When people find out that I’m a lawyer, they often ask for my legal opinion on TV show topics or high-profile criminal cases. Sometimes they ask for advice on real estate law, insurance law, or wills. People are usually surprised when I reply that I’m not really qualified to give legal opinions on those matters, and continue to ask for information anyway.

When we as a society think of lawyers, we tend to think of traditional fields of legal practice like criminal, family, property, patent, and so on. Law students sometimes feel limited by what they perceive to be their only choices, but many new options have become available. The practice of law now has innovative, interesting, and niche specializations for those who seek them. In this post, I’m going to talk about three unusual, up-and-coming fields of law.

Food Law

You may not realize it, but you see evidence of food law every time you go to a grocery store or restaurant. Food law includes a wide range of legislation and regulation that seeks to oversee the way we eat, serve, sell, process, and cook food.

The legislation and regulation that make up food law can be federal, provincial, or municipal. These laws exist to monitor the safety of the food we consume, govern who can serve us food (a hot dog stand, a restaurant, a food truck, etc.), and to oversee the training requirements for those who serve food to the public. Food law may also refer to the licensing processes that entrepreneurs and food producers must undergo to create a legally viable establishment.

Animal Law

Animal law is exactly what it sounds like: it deals with statutes and case law that concern animals. It may apply to wild animals, domestic animals, animals used for food and scientific purposes, or animals used for entertainment.

In Canada, animal rights are protected by a variety of statutes, regulations, and by-laws at the federal, provincial, and municipal levels. For instance, Canada’s Criminal Code treats animals as human property and sets out Wilful and Forbidden Acts in Respect of Certain Property. Ontario has an animal welfare act that introduces penalties for causing harm to any animal, including jail terms of up to two years and fines of up to $60,000.

While a good chunk of animal law is dedicated to preventing the abuse and killing of animals, an animal law practice may also deal with liability issues (e.g., death or injury caused by or to pets), professional liability issues (e.g., malpractice claims against veterinary clinics), farming and animal husbandry issues, and custody disputes involving pets.

Art Law

Art law, often also referred to as “cultural property law,” is an interdisciplinary field that encompasses everything from copyright and art theft to the restitution of illegally imported antiquities and art wrongfully looted during wartime. Although the term “the arts” may refer more broadly to music, theatre, and literature, the term “art law” traditionally applies only to visual arts.
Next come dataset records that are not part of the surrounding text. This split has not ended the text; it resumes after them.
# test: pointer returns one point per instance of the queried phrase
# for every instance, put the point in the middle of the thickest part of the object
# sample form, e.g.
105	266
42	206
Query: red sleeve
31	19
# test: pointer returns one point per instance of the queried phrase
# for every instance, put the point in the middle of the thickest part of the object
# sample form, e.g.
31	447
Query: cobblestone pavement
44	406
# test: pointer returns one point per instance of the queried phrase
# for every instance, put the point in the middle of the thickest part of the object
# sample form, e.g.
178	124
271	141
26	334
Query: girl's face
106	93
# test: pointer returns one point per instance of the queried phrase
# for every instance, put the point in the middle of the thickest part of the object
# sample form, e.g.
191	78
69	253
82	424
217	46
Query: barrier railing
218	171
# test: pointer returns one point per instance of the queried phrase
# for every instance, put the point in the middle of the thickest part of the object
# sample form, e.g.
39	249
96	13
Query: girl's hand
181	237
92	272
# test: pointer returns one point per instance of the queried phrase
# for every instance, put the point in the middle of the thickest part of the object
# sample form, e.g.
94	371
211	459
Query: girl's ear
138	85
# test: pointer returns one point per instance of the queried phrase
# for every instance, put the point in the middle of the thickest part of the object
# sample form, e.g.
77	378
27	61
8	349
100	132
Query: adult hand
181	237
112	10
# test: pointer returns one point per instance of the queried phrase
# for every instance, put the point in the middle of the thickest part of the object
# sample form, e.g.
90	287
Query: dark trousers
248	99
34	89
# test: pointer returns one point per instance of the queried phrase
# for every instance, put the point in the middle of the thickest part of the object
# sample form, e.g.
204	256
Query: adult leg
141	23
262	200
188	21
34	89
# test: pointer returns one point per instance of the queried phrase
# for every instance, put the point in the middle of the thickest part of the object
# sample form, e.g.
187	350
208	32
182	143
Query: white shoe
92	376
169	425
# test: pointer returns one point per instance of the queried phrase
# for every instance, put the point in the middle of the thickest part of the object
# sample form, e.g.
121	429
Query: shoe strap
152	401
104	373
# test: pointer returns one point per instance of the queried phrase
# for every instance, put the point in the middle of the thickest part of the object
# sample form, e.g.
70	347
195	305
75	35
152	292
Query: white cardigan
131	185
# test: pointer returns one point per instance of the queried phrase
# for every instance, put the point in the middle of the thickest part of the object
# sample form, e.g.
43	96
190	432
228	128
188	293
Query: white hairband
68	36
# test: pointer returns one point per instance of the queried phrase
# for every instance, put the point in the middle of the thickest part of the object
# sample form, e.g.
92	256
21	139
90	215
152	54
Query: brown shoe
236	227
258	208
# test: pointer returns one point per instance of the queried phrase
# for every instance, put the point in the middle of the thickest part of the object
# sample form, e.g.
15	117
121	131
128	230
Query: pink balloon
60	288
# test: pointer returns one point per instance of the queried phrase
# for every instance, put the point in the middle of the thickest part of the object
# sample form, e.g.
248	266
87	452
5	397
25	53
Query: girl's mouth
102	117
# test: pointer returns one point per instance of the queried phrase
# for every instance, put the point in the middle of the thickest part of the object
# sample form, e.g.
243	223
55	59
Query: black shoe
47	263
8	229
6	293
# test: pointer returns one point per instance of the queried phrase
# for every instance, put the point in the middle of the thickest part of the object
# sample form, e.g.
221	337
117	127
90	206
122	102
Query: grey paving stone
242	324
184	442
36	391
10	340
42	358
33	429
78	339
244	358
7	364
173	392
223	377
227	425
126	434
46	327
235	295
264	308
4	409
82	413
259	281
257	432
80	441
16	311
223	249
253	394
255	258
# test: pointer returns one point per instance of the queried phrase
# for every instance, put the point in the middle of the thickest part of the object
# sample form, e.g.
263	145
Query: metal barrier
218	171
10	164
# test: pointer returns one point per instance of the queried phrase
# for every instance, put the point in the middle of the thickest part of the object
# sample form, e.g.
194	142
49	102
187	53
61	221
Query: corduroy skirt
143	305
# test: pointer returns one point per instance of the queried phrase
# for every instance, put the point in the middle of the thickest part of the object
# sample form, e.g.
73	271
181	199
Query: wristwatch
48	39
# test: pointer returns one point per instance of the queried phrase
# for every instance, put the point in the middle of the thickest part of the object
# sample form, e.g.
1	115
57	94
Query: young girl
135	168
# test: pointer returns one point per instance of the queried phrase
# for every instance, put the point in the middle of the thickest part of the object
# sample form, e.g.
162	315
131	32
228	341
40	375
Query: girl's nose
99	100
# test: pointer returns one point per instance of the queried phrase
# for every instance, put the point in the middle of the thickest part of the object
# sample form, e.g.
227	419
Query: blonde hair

Art law may include commercial transactions, tax law, contract law, intellectual property law, and private or public international law. In other words, art law is not a unified body of law that applies to all issues concerning the art world. Rather, it is a body of law that borrows from various disciplines to protect and regulate the creation, preservation, and sale of art.

If you are nearing the end of law school and have yet to decide on your future area of practice, there is no need to feel confined to the traditional options. There are many intriguing and unusual fields of law that you can investigate. So why not pursue your interest in art or passion for animal rights by practising in a field that is meaningful to you?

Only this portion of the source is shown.